The debate about how to deal with firearms in our country furies on in the wake of the shooting deaths of 14 students and three adults at a Florida high school Feb. 14.
We are again confronting the challenge of remaining faithful to the unalienable right to life articulated in the Declaration of Independence- a challenge that the Constitution demands we protect from two angles.
By seeking to “insure domestic tranquility, ” the government has an obligation to protect us from violence. But by acknowledging “the right of the people to keep and bear arms” it also recognizes the need for individuals to protect themselves by means of self-defense.
We must have a conversation about how to navigate the tension between these two realities. It should involve everyone in our society and within our government. President Trump is talking about it. Congress speak of it. The media, educators and citizens are talking about it.
But one potential participant remains conspicuously silent: the United States Supreme Court. On Feb. 20, the Supreme Court refused to hear the 9 th U.S. Circuit Court of Appeals case Silvester v. Becerra. That case concerned a California law involving a 10 -day waiting period before buying a firearm.
The challenge to the law said it should not apply to people who previously had gone through the background check process and now sought to buy an additional gun. The 9 th Circuit Court upheld the 10 -day waiting period.
Regardless of this case’s particular merits, the high court’s denial represents a larger pattern. For almost a decade, the court has refused to rule on the constitutionality of gun regulations in a systematic fashion.
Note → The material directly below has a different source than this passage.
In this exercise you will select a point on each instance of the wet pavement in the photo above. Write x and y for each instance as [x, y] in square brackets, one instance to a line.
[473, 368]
The justices’ reticence is both strange and problematic. It is strange in light of prior decisions. A decade ago, in the 2008 lawsuit of D.C. v. Heller , the Supreme Court construed the Second Amendment to the Constitution for the first time as protecting the right of an individual to own a gun. But far from making this right absolute, the court declared that restriction existed to firearm ownership.
What precisely were those limits? The tribunal didn’t really say.
Beyond affirming that “longstanding prohibitions” could continue, Justice Antonin Scalia refused to give details when the Heller decision was announced. No need to do so, he said, “since this case represents this Court’s first in-depth examination of the Second Amendment, one should not expect it to clarify the entire field … there will be day enough to expound upon the historical justifications for the exceptions we have mentioned if and when those exceptions come before us.”
It seemed that the court, having established the baseline of an individual right, expected a series of future occurrences to describe the lines for how to balance gun safety and gun rights. The court ruled in 2010 that the Second Amendment applied to the states in McDonald v. City of Chicago .
However, the decision in the McDonald case didn’t break much new ground on the content of the right itself. Instead, it simply kicked the can of further definition down the road. After that case, when devoted numerous options to further delineate the Second Amendment, the court has refused- again and again.
The Supreme Court’s failure to define the scope of gun rights is problematic because it leaves too much unsettled. The Heller and McDonald decisions opened up myriad the issue of firearm rights and their regulation without settling on a standard by which to judge firearm laws.
This means that, absent farther precedent, lower courts possess little guidance in how to regulation on competing asserts, which in turn has given rise to confusion.
As Justice Clarence Thomas pointed out when objecting to the latest tribunal refusal to hear the Silvester case, there is a great disparity in the standards exercised by lower courts in firearm occurrences. While some judges seek to impose a more stringent standard on firearm statutes, others- like many on the 9 th Circuit Court- adopt a “deferential analysis” that accepts as valid nearly any regulation.
The Supreme Court once argued that “liberty find no refuge in a jurisprudence of doubt.” That remains true for gun proprietors, who are subject to the accident of whatever lower court judge’s jurisdiction they happen to live in.
It is also true for legislators, who are left without guidelines to follow when crafting legislation. But it is especially true for the victims of gun violence.
Liberty does not find a refuge in a jurisprudence of doubt, and neither does life. The Supreme Court cannot and should not try to settle every detail of gun policy. But it should begin to fulfill the promise stimulated in the Heller instance .
The nation’s highest court should seek to further describe what it believes the Second Amendment protects considering gun ownership and what the amendment allows for handgun regulations. The high court should also police lower courts to hold them accountable to those standards.
In so doing, the Supreme Court can make its own needed contribution to the present dialogue. It can bring the Constitution to bear in its own style in the handgun debate.
Above all, the Supreme Court can play a part in furthering the right that supporters of gun regulation and of firearm protection both try- a right that has been so desecrated by our seemingly endless school shootings: the unalienable right to life.